Flashcards are an incredibly useful learning tool. In fact, they can be used to learn pretty much anything. That’s why it’s a pity that so few people use flashcards to their full potential.

Flashcards can be used to learn pretty much anything, because, in short, remembering is essential to learning. Once something is taught to you, you need to be able to remember it to use it.

Remembrance gets stronger with repetition. The more you remember something, the more vivid it is in your memory and the easier it is to remember. For instance, the more often you’re forced to recall a certain password, the more likely it is that you will remember it in the future.

Flashcards directly force you to recall chunks of information. In doing so, they make it easier for you to recall that information in the future.

Flashcards, therefore, have an obvious use when memorizing discrete content, like facts or vocabulary. Mnemonics can aid in memorization, but nothing tests and strengthens memorization quite so well as literally forcing yourself to recall. In fact, if you force yourself to recall the mnemonics as well, it increases their effectiveness.

As a graduate exam tutor (and flashcard app developer), however, I’ve discovered that flashcards can also be an excellent way to help yourself with processes and problems. The basic idea is the same: in order to perform a process or solve a problem, you have to remember how to do it. Flashcards can help you do so.

However, the complication with learning a process is that you don’t want to simply memorize the problem or process. After all, the point of learning a process isn’t simply to be able to repeat it on command. Instead, you want to be able to apply it when appropriate, even when the problem comes in a different form.

In other words, you don’t want to use the flashcard to just recall the problem. You want to use the flashcard to recall the thought process inherent to the problem, so you can use it to help solve future problems. 

The best way to do so is to create a 3 sided flashcard. There’s the problem, the answer, then the explanation. The answer to the problem isn’t enough. The answer only confirms if your attempt to solve the problem is correct, before you check the explanation for the process itself.

This is essentially how I tutor my tutoring clients. I put every question they have trouble with into my flashcard app, 21st Night. We work through the problem together, and then, once we’re finished, I have them write their own explanation in the app. For homework, they review the cards.

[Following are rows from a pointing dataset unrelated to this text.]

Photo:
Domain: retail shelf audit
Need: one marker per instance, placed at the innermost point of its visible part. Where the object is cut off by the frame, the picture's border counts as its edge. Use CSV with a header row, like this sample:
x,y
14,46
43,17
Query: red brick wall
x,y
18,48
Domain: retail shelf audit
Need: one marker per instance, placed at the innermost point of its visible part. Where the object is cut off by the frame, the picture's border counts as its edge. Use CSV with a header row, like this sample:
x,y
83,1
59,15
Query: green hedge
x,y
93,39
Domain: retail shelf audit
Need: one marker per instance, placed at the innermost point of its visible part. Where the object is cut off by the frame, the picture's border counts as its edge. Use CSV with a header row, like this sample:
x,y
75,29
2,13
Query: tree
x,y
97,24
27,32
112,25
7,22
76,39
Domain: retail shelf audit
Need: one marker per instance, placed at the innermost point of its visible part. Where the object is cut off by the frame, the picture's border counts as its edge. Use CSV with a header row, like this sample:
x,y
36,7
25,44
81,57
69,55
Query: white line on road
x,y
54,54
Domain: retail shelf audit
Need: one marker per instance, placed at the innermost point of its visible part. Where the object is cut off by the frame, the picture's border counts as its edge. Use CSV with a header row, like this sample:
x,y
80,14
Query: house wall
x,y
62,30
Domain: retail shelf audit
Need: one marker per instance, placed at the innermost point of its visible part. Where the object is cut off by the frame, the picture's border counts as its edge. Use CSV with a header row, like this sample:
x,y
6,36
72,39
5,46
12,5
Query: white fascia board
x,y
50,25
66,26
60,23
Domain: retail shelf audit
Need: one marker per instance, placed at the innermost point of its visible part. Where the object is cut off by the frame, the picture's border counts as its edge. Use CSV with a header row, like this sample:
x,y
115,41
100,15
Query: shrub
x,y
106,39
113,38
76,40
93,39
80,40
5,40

Now, when my tutoring clients write an explanation for a problem, they often make the mistake of just literally writing the step-by-step to solve the problem. However, in order to really use the flashcard to aid your pattern recognition, the explanation needs to anticipate future problems. To do so, it’s really important that the explanation incorporates not only how to solve the problem, but how you know that this is the way to solve the problem.

So, for instance, if it’s an algebra problem, the explanation that you test yourself on shouldn’t just be the step-by-step process to solve the problem. It should discuss how you know how to set up the problem, and how you will recognize similar problems with similar setups in the future.

Then, when reviewing, it’s important to test your recall of not only of the problem and the answer, and not even of only just the process, but also of your recognition of the type of problem. No matter the subject, there are only a limited number of types of problems. Similarly, there are only a limited number of approaches to solve the problems. As long as you can recall the approaches and recall how to recognize when to use them, you will be able to solve the problems in the subject.

In my own tutoring practice, this approach of putting everything into flashcards and practicing recall has proven very effective. While before my students would consistently forget the complex details of what I taught, now my students remember what I teach and how to solve the problems that used to vex them.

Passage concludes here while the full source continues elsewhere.